As Sample Hospital's old capital base declines, its cost-based Medicare payments for old capital also will decline. At some point, payment based on 100 percent of the Federal rate probably will become more advantageous than the hold-harmless payment alternative. The regulations allow a provider being paid under the hold-harmless method to switch to the 100 percent Federal method at the point in time that payment under the Federal rate becomes more advantageous than payment under the hold-harmless rate.

If a hospital experiences such a flip, no reversal of the timing difference can be considered to occur after the point at which the provider switches to fully prospective payment. As a result, any timing difference remaining at the point of the flip should be written off.

Minimum payment levels

HCFA has established a 1992 minimum payment level for hospitals. This is a fixed percentage of the hospital's capital related costs.

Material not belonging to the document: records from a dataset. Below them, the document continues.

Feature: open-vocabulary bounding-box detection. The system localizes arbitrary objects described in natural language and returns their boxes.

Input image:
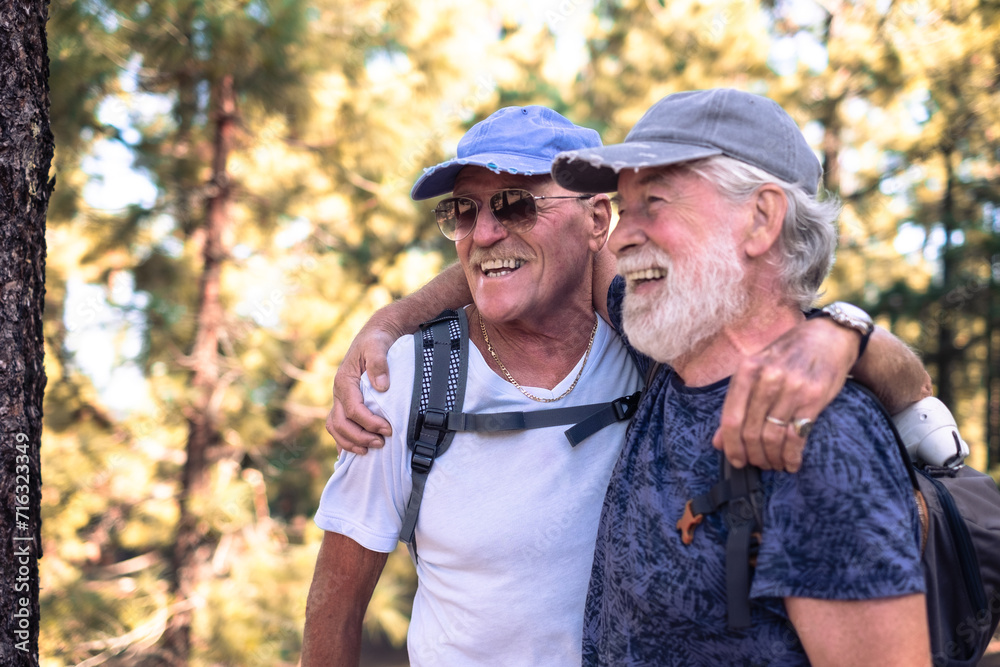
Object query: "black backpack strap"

[399,310,469,560]
[436,391,642,447]
[677,455,764,630]
[399,310,642,560]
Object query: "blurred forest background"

[40,0,1000,667]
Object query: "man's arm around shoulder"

[301,532,388,667]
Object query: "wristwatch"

[806,301,875,359]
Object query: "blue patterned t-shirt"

[583,276,924,667]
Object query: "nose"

[470,202,509,248]
[608,213,647,256]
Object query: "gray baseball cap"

[552,88,823,195]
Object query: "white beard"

[618,240,747,366]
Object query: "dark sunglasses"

[434,188,596,241]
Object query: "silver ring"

[792,417,814,438]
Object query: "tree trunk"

[0,0,53,667]
[164,76,236,666]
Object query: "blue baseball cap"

[552,88,823,195]
[410,105,601,200]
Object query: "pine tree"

[0,0,53,665]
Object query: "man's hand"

[712,318,861,472]
[326,320,399,456]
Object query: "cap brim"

[552,141,722,192]
[410,153,552,201]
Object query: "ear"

[590,194,611,253]
[743,183,788,257]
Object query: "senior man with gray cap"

[553,89,930,667]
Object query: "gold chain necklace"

[477,313,600,403]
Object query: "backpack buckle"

[611,391,642,421]
[410,440,437,474]
[423,408,448,431]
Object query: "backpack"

[399,309,642,561]
[677,383,1000,667]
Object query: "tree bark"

[164,75,236,666]
[0,0,53,667]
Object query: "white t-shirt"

[316,321,641,667]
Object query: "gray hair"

[679,155,841,310]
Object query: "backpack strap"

[677,455,764,630]
[399,309,469,560]
[399,309,642,560]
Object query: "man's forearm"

[851,327,932,414]
[365,264,472,338]
[302,533,388,667]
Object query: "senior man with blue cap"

[303,106,641,665]
[553,89,931,667]
[303,100,926,666]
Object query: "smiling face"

[609,169,749,365]
[454,166,607,327]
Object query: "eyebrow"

[639,169,666,185]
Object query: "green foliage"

[40,0,1000,667]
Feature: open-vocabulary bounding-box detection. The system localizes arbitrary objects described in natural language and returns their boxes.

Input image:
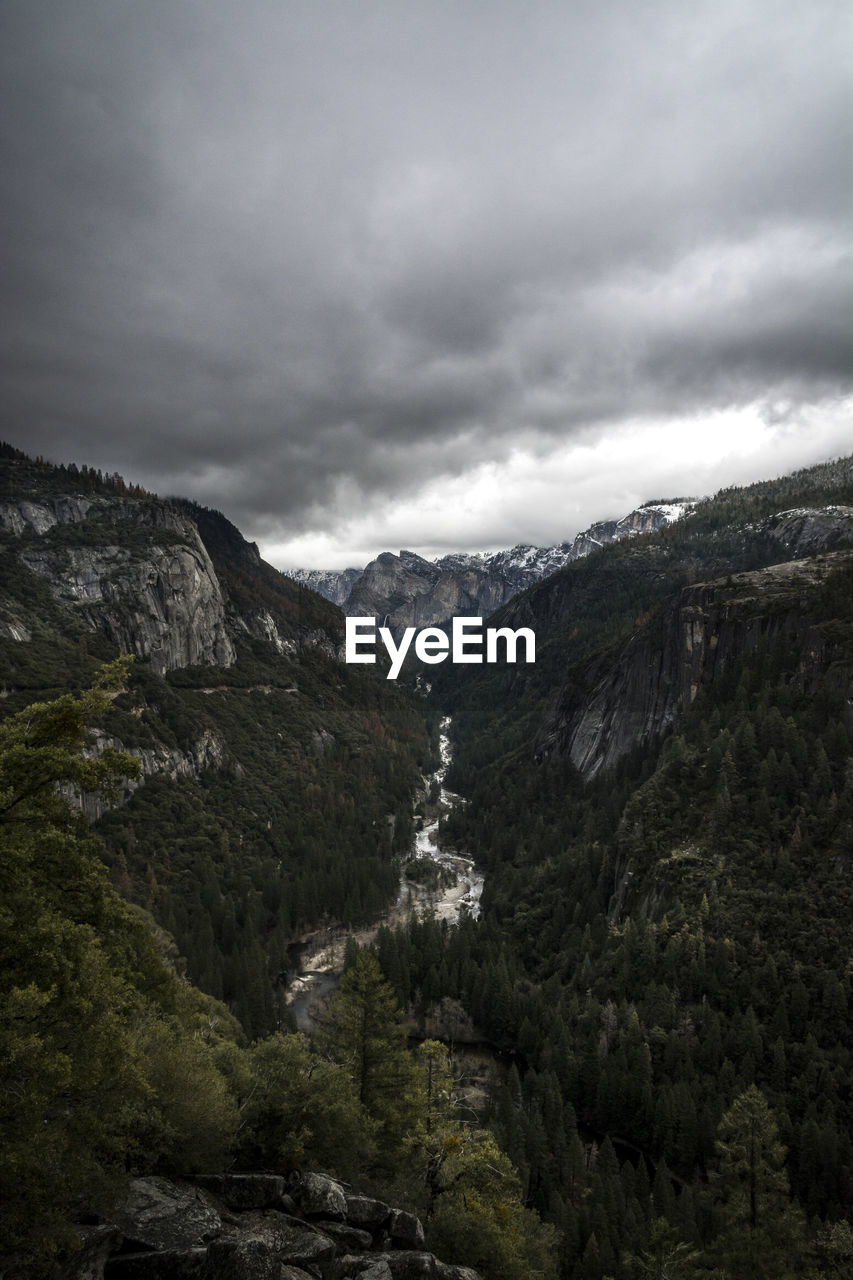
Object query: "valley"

[0,447,853,1280]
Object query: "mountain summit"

[289,499,694,631]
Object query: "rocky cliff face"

[0,494,234,675]
[298,502,689,632]
[539,550,853,778]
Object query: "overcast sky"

[0,0,853,567]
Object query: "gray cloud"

[0,0,853,555]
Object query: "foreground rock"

[61,1172,479,1280]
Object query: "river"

[286,717,473,1032]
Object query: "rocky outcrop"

[291,503,688,634]
[538,552,853,778]
[74,1172,479,1280]
[767,507,853,559]
[71,728,229,822]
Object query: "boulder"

[113,1178,222,1251]
[388,1208,424,1249]
[295,1174,345,1226]
[346,1196,391,1231]
[192,1174,287,1212]
[311,1219,373,1253]
[104,1248,207,1280]
[333,1249,438,1280]
[55,1222,122,1280]
[207,1210,337,1280]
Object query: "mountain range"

[0,447,853,1280]
[289,499,694,632]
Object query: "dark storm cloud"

[0,0,853,545]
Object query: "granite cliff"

[540,550,853,778]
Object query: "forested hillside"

[0,447,433,1034]
[0,449,853,1280]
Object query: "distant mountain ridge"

[288,498,694,630]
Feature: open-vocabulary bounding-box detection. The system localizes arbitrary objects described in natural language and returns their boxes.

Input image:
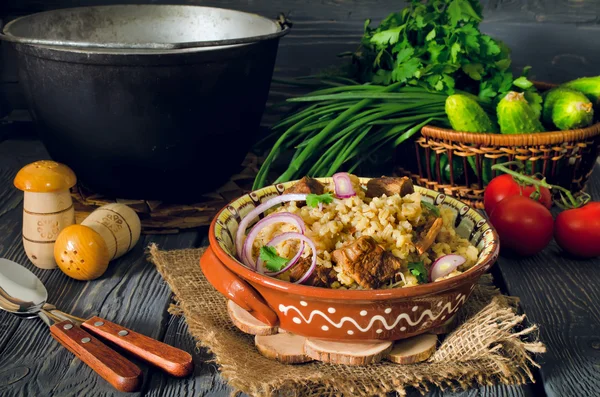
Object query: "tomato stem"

[492,161,591,209]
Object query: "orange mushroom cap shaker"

[14,160,77,269]
[54,204,141,280]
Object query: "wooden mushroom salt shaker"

[54,204,141,280]
[14,160,77,269]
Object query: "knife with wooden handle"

[50,321,143,392]
[81,317,194,377]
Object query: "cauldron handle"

[200,247,279,327]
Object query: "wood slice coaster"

[71,153,259,234]
[227,301,438,366]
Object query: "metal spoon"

[0,258,142,392]
[0,258,193,377]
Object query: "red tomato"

[554,202,600,258]
[483,174,552,215]
[490,195,554,256]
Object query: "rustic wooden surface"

[0,0,600,119]
[0,0,600,397]
[0,140,544,397]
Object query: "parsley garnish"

[421,201,440,217]
[354,0,523,101]
[306,193,333,208]
[408,262,428,284]
[260,245,289,272]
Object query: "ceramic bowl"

[200,178,500,341]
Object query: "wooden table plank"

[145,316,233,397]
[496,165,600,397]
[0,141,205,396]
[0,232,203,396]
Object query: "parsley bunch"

[353,0,513,100]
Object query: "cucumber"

[542,88,594,131]
[561,76,600,106]
[496,91,545,134]
[467,156,493,186]
[446,94,498,132]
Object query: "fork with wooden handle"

[44,304,194,377]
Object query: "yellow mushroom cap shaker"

[54,204,141,280]
[14,160,77,269]
[54,225,110,280]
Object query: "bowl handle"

[200,247,279,327]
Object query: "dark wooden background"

[0,0,600,397]
[0,0,600,122]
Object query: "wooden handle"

[200,247,279,327]
[81,317,194,377]
[50,321,142,392]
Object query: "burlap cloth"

[149,245,546,396]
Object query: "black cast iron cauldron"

[0,5,289,202]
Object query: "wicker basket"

[396,83,600,208]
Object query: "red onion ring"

[242,212,305,269]
[333,172,356,199]
[256,232,304,276]
[235,194,306,262]
[429,254,467,282]
[258,232,317,284]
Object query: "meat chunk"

[415,217,444,254]
[367,176,415,197]
[283,176,325,194]
[290,258,337,287]
[331,236,401,288]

For sole community hospitals (SCHs), the percentage is 90 percent; for urban disproportionate share hospitals (DSHs), the percentage is 80 percent; for all other hospitals, the percentage is 70 percent.

A hospital is entitled to an additional payment if its capital payments for the cost reporting periods otherwise would be less than the applicable minimum payment level. In other words, for 1992, a hospital is guaranteed, in the aggregate, at least 70 percent of its actual capital costs. HCFA states that it intends to set a minimum payment level in subsequent years as well, but that the figures published for FY92 may change according to HCFA's experience in 1992.